A cardinal $\kappa$ is *worldly* if $V_\kappa$ is a model of ZFC. It follows that $\kappa$ is a strong limit, a beth fixed point and a fixed point of the enumeration of these, and more.

- Every inaccessible cardinal is worldly.
- Nevertheless, the least worldly cardinal is singular and hence not inaccessible.
- The least worldly cardinal has cofinality $\omega$.
- Indeed, the next worldly cardinal above any ordinal, if any exist, has cofinality $\omega$.
- Any worldly cardinal $\kappa$ of uncountable cofinality is a limit of $\kappa$ many worldly cardinals.

## Degrees of worldliness

A cardinal $\kappa$ is *$1$-worldly* if it is worldly and a limit of worldly cardinals. More generally, $\kappa$ is *$\alpha$-worldly* if it is worldly and for every $\beta\lt\alpha$, the $\beta$-worldly cardinals are unbounded in $\kappa$. The cardinal $\kappa$ is *hyper-worldly* if it is $\kappa$-worldly.
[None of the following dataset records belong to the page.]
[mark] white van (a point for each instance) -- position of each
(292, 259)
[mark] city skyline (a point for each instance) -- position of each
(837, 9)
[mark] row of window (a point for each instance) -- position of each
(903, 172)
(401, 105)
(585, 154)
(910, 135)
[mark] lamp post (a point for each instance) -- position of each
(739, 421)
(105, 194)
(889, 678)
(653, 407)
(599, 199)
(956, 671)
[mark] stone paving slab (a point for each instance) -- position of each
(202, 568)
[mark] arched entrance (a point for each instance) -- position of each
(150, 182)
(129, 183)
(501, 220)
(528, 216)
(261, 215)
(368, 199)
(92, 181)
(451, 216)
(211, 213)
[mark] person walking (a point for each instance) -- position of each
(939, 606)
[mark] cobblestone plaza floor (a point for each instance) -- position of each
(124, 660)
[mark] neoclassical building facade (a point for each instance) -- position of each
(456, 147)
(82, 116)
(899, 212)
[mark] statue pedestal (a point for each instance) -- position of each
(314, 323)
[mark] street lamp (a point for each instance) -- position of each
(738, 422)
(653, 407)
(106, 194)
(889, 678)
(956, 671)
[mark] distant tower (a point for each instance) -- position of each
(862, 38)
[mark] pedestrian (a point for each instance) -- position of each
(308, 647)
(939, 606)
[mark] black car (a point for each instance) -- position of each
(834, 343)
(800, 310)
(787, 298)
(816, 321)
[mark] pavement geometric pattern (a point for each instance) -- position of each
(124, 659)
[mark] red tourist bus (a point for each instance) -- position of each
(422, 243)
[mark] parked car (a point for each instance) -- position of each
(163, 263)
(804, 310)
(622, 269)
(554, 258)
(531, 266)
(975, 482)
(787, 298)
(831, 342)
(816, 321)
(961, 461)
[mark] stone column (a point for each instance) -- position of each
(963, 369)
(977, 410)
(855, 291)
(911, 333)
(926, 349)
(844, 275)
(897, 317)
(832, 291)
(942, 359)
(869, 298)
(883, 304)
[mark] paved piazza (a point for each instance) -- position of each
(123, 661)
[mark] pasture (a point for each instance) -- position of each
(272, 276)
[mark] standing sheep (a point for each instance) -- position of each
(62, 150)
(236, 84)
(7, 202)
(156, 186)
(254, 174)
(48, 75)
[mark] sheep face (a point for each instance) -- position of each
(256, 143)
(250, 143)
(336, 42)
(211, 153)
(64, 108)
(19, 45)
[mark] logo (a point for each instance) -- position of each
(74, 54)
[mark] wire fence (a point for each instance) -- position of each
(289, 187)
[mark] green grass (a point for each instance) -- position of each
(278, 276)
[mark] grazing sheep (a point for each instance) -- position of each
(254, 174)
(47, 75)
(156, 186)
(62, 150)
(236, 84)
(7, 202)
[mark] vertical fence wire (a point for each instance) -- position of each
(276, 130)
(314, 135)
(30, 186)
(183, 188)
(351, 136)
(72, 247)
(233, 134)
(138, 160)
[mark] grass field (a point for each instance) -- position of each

One may proceed to define notions of $\alpha$-hyper-worldly and $\alpha$-hyper${}^\beta$-worldly in analogy with the hyper-inaccessible cardinals. Every inaccessible cardinal $\kappa$ is hyper${}^\kappa$-worldly, and a limit of such kinds of cardinals.

The worldly cardinal terminology was introduced in lectures of J. D. Hamkins at the CUNY Graduate Center.